Neil got out. Le Hir closed the door after him, standing there in his khaki raincoat, huge and menacing, with the briefcase grasped to his chest, and said, ‘It is less than a kilometre up the track. When you get inside make sure that all three of them are there, and that they have brought no more than six men.’
The engines of the three cars had been switched off. Le Hir looked at his watch: ‘Right! It should not take you more than thirty minutes at the most.’
Neil turned and began to walk up the track into the swirling mist. The air was damp and close. He began to sweat. After a few minutes he stopped to take off his jacket. Behind him the shapes of the three cars grew dim and vanished. Ahead he could now see the white outline of the farm, with a watchtower jutting up like a tooth from the blur of walls and outhouses.
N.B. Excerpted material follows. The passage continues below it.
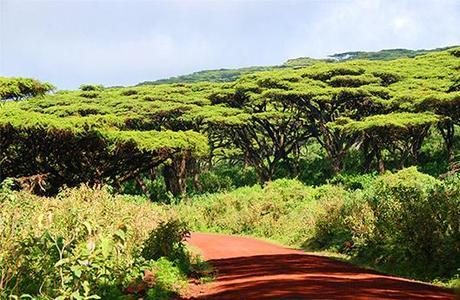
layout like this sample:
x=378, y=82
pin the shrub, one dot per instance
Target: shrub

Around him the silence was total, with a deceptive whining in his ears that strangely unnerved him. He quickened his step over the rough track, keeping his eyes on the wall of mountains and on the growing shape of the farm. He thought he could just make out the blob of a man’s head above the wall of the crenelated watchtower.
It was hard to calculate distances in the mist, and the building rose suddenly over the last fifty yards. It was designed like an old-fashioned fort. The walls formed a stockade round the farmhouse and courtyard, with low embrasures like the mouths of a pillbox. The only entrance was through the heavy wooden gates overlooked by the tower. To have abandoned such a formidable stronghold, Neil thought, the colon who had owned the place must have been sure the end was coming.